そして今日も部活から帰って来て夕飯を済ませてからテレビを見て風呂に入り九時前頃に自室のベットで寝ようとリモコンで部屋の照明を消そうとすると。
「黄介っ! 一緒に寝よっ!」
藍子が俺の部屋の扉を開けこれから寝ようとするとは思えないほどの声量で言った。
急いで風呂を済ませたのだろうか藍子の長い黒髪がところどころ半渇きになっていて目のやり場に困りながらもいつもと同じように言葉を返す。
「ダメだって。自分の部屋があるだろ」
「じゃあしょうがないね、じゃんけんだね」
一体なにがしょうがないのか分からなかったが真剣な顔つきで左拳を前に突き出す藍子に合わせて俺も拳を突き出す。
でもこれもいつもと同じ。
そして藍子はそのまま拳のグーで俺が開き手のパー。結果は火を見るよりも明らかだったが。
「んー! 今のナシ! もう一回っ!」
藍子は悔しそうにそう言って再び拳を素早く振るう。それに俺は一ミリも慌てることなく拳を振るった。なぜなら藍子の次の手がグーだと分かっているから。
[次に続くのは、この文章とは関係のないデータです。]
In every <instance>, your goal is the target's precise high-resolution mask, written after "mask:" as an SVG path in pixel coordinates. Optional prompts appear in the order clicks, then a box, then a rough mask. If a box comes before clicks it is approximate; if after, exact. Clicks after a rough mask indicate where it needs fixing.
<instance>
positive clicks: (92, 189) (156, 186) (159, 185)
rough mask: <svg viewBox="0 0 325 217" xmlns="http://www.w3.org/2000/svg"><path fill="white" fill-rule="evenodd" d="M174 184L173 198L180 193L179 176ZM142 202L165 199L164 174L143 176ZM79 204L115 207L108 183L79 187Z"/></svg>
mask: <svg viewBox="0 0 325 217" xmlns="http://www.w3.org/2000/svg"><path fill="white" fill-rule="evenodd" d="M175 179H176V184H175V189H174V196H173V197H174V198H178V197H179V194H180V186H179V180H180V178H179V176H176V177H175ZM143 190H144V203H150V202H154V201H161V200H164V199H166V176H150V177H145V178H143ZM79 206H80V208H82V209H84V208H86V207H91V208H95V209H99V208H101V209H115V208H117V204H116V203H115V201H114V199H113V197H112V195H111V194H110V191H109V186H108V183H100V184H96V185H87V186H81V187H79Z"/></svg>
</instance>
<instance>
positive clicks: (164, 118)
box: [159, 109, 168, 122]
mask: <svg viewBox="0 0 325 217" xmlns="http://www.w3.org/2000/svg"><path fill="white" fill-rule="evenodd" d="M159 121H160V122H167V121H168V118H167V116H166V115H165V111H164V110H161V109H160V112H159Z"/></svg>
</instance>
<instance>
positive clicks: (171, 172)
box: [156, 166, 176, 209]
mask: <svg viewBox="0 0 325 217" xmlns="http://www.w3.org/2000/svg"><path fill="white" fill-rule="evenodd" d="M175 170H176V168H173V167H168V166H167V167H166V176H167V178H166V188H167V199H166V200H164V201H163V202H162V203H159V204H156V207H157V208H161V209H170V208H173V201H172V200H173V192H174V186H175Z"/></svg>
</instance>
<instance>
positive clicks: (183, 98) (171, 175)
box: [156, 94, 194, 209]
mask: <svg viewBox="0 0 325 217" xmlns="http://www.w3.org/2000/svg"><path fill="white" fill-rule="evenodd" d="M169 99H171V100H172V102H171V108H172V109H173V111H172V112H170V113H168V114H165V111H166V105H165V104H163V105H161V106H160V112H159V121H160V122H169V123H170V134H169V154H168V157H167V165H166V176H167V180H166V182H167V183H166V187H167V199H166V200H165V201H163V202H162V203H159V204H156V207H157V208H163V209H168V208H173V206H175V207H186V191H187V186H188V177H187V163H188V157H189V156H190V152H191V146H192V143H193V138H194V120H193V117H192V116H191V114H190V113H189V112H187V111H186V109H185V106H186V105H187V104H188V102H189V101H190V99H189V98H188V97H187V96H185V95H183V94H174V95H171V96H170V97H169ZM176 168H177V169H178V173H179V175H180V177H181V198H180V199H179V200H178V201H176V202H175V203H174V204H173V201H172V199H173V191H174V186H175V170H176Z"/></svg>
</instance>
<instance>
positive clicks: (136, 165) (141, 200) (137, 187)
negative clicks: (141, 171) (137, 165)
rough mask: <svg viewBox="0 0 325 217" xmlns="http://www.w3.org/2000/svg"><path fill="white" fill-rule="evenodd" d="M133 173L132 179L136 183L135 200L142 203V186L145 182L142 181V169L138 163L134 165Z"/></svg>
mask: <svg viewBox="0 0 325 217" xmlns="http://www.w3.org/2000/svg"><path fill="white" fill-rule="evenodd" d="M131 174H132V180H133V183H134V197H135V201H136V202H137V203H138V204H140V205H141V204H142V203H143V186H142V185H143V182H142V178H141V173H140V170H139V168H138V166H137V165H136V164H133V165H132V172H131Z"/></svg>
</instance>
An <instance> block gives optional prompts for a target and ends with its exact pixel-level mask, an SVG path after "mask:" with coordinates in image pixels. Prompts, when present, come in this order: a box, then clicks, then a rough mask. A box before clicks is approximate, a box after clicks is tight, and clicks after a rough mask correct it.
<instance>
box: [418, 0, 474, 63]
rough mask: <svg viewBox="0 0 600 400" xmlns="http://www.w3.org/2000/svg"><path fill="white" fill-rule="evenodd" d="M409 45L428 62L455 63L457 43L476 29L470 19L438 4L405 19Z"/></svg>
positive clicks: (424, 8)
理由は分からない。一回目に出した手を連続で出さないだろうという心理戦なのか天文学的確率で三分の一のグーを出し続けているのか、はたまたグーを出し続けているのに気が付かずに出しやすいグーをついつい出してしまっているのか。
多分理由としては三つ目なんだろうけどコンピューター相手にならまだしも人間相手にはそうはいかない。
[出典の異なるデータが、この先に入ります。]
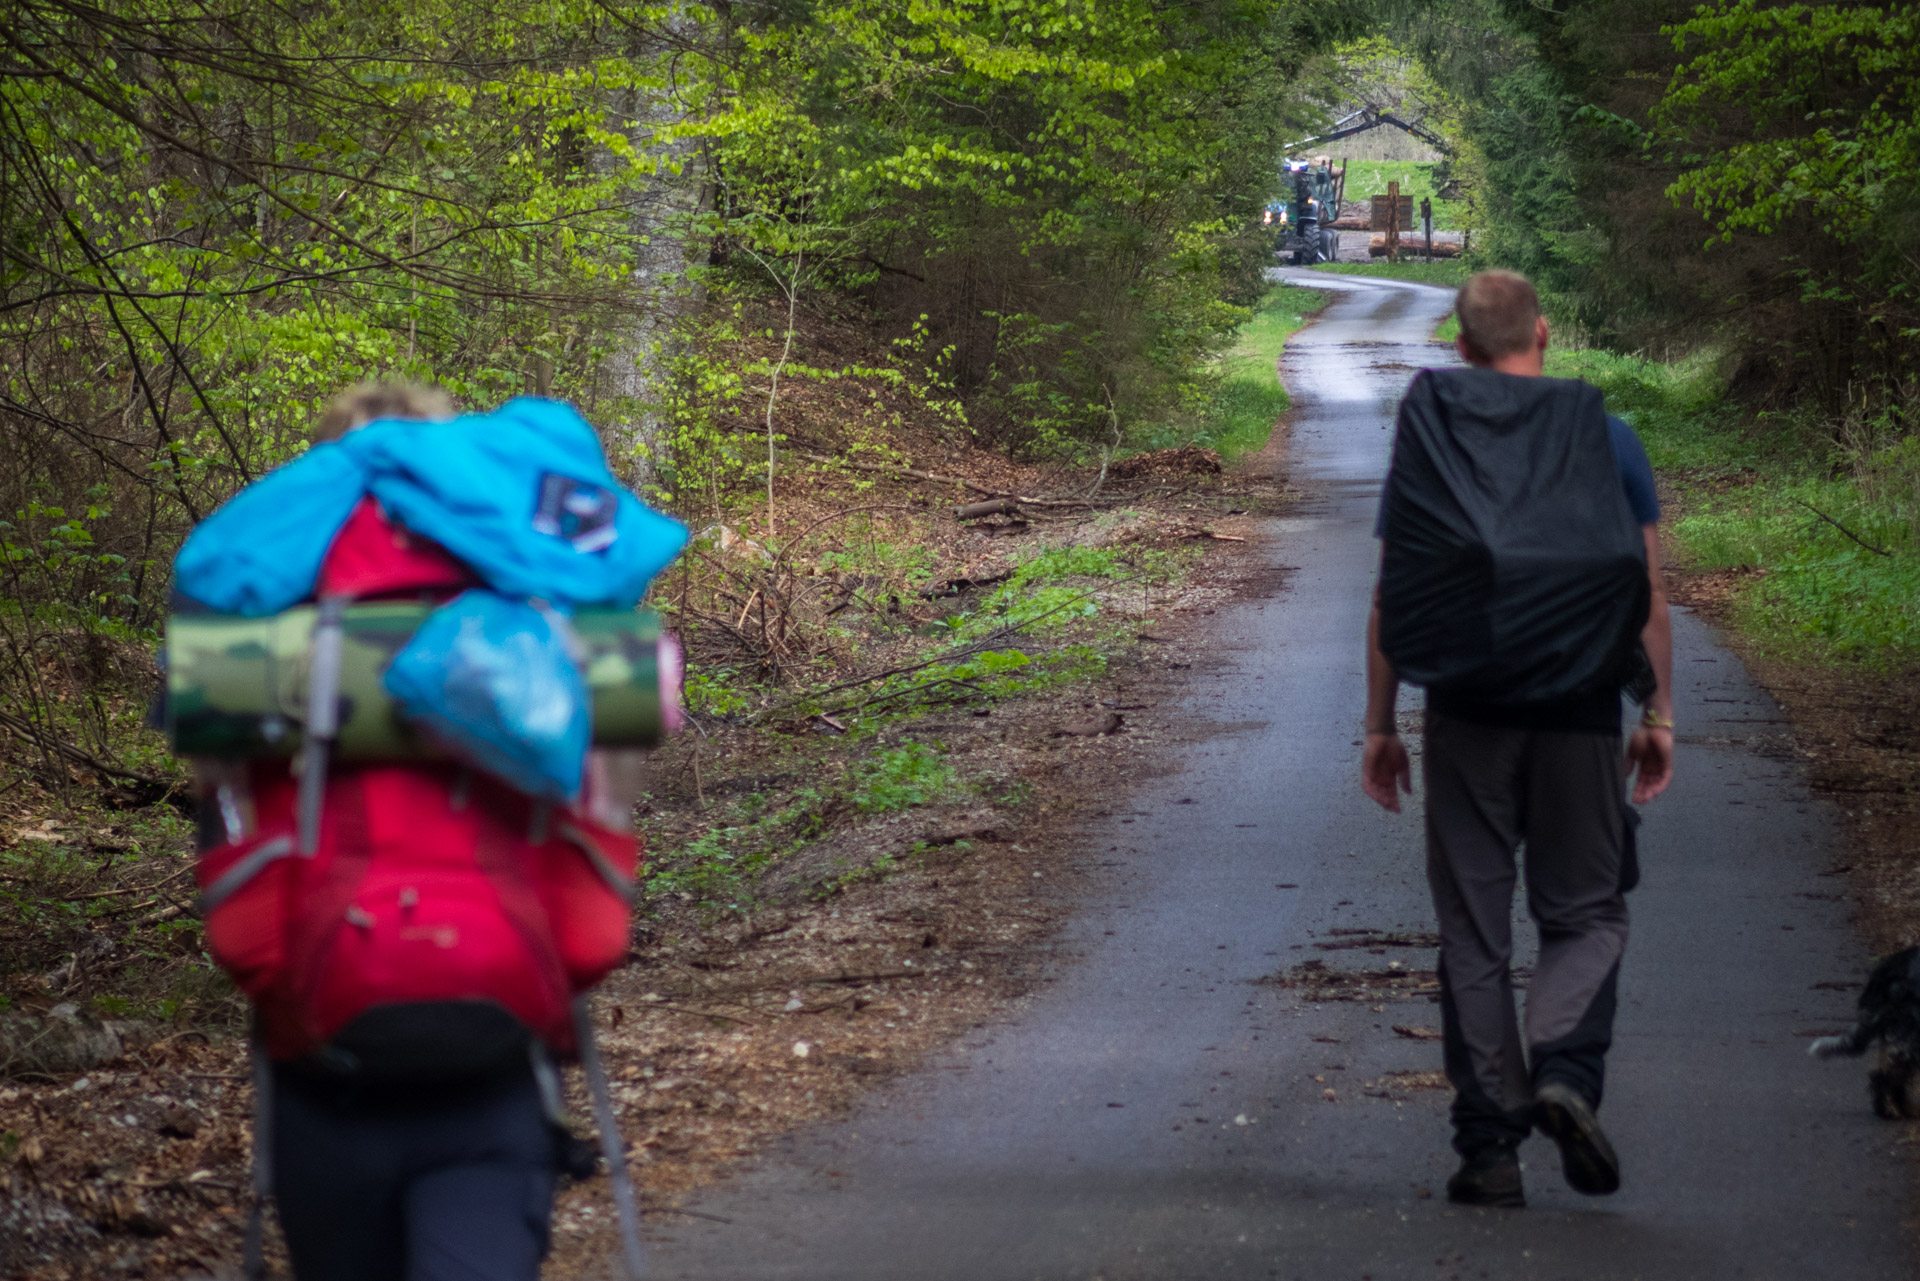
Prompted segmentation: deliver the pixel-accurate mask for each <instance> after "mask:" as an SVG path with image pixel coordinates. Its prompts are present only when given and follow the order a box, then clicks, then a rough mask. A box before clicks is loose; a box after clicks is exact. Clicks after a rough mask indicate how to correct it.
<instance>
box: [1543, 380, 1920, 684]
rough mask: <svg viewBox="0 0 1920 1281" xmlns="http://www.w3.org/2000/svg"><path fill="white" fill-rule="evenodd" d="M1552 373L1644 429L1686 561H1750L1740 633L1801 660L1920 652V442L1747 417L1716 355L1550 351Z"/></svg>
mask: <svg viewBox="0 0 1920 1281" xmlns="http://www.w3.org/2000/svg"><path fill="white" fill-rule="evenodd" d="M1548 373H1549V375H1555V376H1563V378H1572V376H1578V378H1586V380H1588V382H1594V384H1596V386H1599V388H1601V390H1603V392H1605V394H1607V405H1609V407H1611V409H1613V411H1615V413H1619V415H1622V417H1624V419H1626V421H1628V423H1632V424H1634V428H1636V430H1638V432H1640V438H1642V442H1645V446H1647V457H1649V459H1651V461H1653V467H1655V469H1659V471H1661V472H1663V476H1665V478H1667V482H1668V484H1670V486H1672V490H1674V492H1676V494H1678V497H1680V505H1682V511H1680V513H1678V519H1674V520H1668V524H1667V536H1668V542H1670V544H1672V545H1674V549H1676V551H1678V553H1680V557H1682V559H1684V561H1686V563H1690V565H1693V567H1697V568H1741V570H1753V574H1751V578H1749V580H1747V582H1745V586H1743V590H1741V592H1740V593H1738V597H1736V603H1734V624H1736V626H1738V628H1740V630H1743V632H1745V634H1749V636H1753V638H1755V640H1759V641H1761V643H1763V645H1766V647H1768V649H1772V651H1776V653H1784V655H1789V657H1801V659H1820V661H1837V663H1866V665H1889V663H1903V661H1910V659H1914V657H1920V440H1914V438H1905V440H1903V438H1899V436H1897V434H1895V432H1893V430H1891V428H1889V426H1887V424H1884V423H1882V424H1874V423H1866V421H1859V423H1847V424H1841V426H1843V430H1836V424H1832V423H1822V421H1816V419H1814V417H1811V415H1797V417H1786V415H1778V417H1755V415H1751V413H1741V411H1740V409H1736V407H1734V405H1730V403H1728V401H1726V399H1724V396H1722V392H1720V378H1718V375H1716V371H1715V367H1713V361H1711V359H1707V357H1697V359H1692V361H1678V363H1655V361H1642V359H1636V357H1624V355H1613V353H1605V351H1549V353H1548ZM1822 515H1824V517H1828V519H1822ZM1834 522H1837V524H1843V526H1845V528H1847V530H1851V532H1853V534H1857V536H1859V540H1862V542H1866V544H1872V545H1874V547H1878V549H1880V551H1885V553H1887V555H1880V551H1870V549H1866V547H1862V545H1860V542H1855V540H1853V538H1849V536H1847V534H1845V532H1841V530H1839V528H1836V524H1834Z"/></svg>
……でも五回目で負けた。藍子が出す手を変えたんじゃなくて俺が出す手を変えて。理由は単純に藍子が勝つまで挑んでくるので俺が根負けしているからだ。藍子と一緒に寝たいと思ってるからとかではない、決して。
「今日も私の勝ちだったね!」
気が付けば藍子はもうベットに入って来ていて勝ち誇ったように言った。かと思えば次の瞬間には眠たそうな顔で小さくあくびをするので俺はリモコンで部屋の照明を消す。
「「おやすみ」」
同時に言い合って一枚の薄いタオルケットをお互いに被る。そして俺は藍子に触れないように見ないようにベットの壁際に体を向けそして寄せながらふと思う。
『この日常がずっと続けばいいな』
それが自分が抱えている気持ちと矛盾していることに気が付かないまま。
そして離れたはずなのにいつの間にか背中に感じる藍子の熱と一緒に瞳を閉じた。